I may have mentioned in the past that I dislike Army chaplains. I have had nothing but bad experiences with all but one of them (and he was my unit's chaplain for about a week at Basic Reception). For the most part they tend to be right-wing, proselytizing, fundamentalist christians. I have nothing against these people per se, I am a libertarian at heart - but this is an official government position, and as I understand it, the chaplain is simply there to oversee the spiritual well-being of the troops, and offer advice as requested. I actually got into an argument with a chaplain the last time I was in Iraq over whether or not I was going to go to heaven or hell because I professed my atheism in front of him (we were on a mission and he asked me specifically about my beliefs).

I was at a conference a few weeks ago and an Army chaplain stood up and talked about how the Chaplain corps was attempting to find a place for themselves in the new doctrine of counterinsurgency (like counseling christian troops perhaps?) and saw themselves as religious mediators with the religious leaders in foreign countries. I was flabbergasted. First - BAD IDEA. There's enough of a belief that American forces are a second generation of Crusaders without fostering it by sending out Christian fundamentalist wackos in uniform to talk to them. Second - based on belief #1, it's actually a violation of Centcom General Order #1 - no proselytizing. (do you know how hard it is to actually find a copy of General Order # 1???)

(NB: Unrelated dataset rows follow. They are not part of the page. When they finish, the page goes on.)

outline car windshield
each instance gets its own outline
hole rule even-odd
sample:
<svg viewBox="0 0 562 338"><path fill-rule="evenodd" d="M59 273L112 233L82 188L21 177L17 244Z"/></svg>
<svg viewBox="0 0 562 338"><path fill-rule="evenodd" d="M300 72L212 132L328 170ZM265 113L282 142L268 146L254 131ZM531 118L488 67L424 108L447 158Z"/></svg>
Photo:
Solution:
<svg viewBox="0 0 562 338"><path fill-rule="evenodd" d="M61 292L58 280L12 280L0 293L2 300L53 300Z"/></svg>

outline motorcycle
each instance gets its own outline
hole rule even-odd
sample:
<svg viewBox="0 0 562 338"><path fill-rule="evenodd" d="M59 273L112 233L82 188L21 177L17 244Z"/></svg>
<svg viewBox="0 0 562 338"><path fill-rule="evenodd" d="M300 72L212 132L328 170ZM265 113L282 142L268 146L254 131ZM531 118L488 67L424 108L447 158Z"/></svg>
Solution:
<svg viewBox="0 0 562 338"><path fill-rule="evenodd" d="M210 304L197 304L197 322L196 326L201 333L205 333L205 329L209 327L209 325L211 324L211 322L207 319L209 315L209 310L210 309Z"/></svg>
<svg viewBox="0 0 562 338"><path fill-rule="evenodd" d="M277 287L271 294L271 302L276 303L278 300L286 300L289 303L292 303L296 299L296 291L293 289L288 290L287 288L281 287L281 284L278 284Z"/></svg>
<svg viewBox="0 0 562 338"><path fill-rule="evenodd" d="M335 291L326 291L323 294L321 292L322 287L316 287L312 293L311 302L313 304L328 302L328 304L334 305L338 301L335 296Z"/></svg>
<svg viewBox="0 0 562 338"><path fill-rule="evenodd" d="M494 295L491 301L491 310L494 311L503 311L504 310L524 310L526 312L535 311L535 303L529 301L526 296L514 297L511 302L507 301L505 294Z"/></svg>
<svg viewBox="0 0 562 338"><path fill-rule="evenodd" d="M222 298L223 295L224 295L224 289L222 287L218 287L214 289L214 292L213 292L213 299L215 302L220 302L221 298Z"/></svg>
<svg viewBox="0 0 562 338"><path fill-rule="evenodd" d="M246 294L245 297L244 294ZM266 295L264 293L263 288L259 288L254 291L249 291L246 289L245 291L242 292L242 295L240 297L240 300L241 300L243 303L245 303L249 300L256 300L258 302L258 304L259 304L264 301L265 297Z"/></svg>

Well, all right, it's a changing world, changing needs etc. But then I was reading this blog, which has a wonderful powerpoint demonstration of how Chaplains should be telling soldiers to believe in God, creationism, etc, in order to live a better, more moral life. I don't usually care about things like Ten Commandments in public places, Nativity scenes, menorah's, whatever. But the United States Army is an official institution of the United States Government, which is specifically non-denominational, and seeing as how many Chaplain's briefings are mandatory for soldiers (or made to look so), this essentially amounts to forcing religion on a soldier. That sickens me.

1 comment:

Momagain said...

Sounds like Chaplains feel a little threatened about their place in the military of the future. There was a place when everyone lived on base. And in time of war to provide counsel, as you said. But there is absolutely no place for them interacting with the local population in an "occupied" country. Is there any way to alert some clear-thinking legislator or high-ranking officer to the objectives of the Chaplains, especially the bible-thumping variety?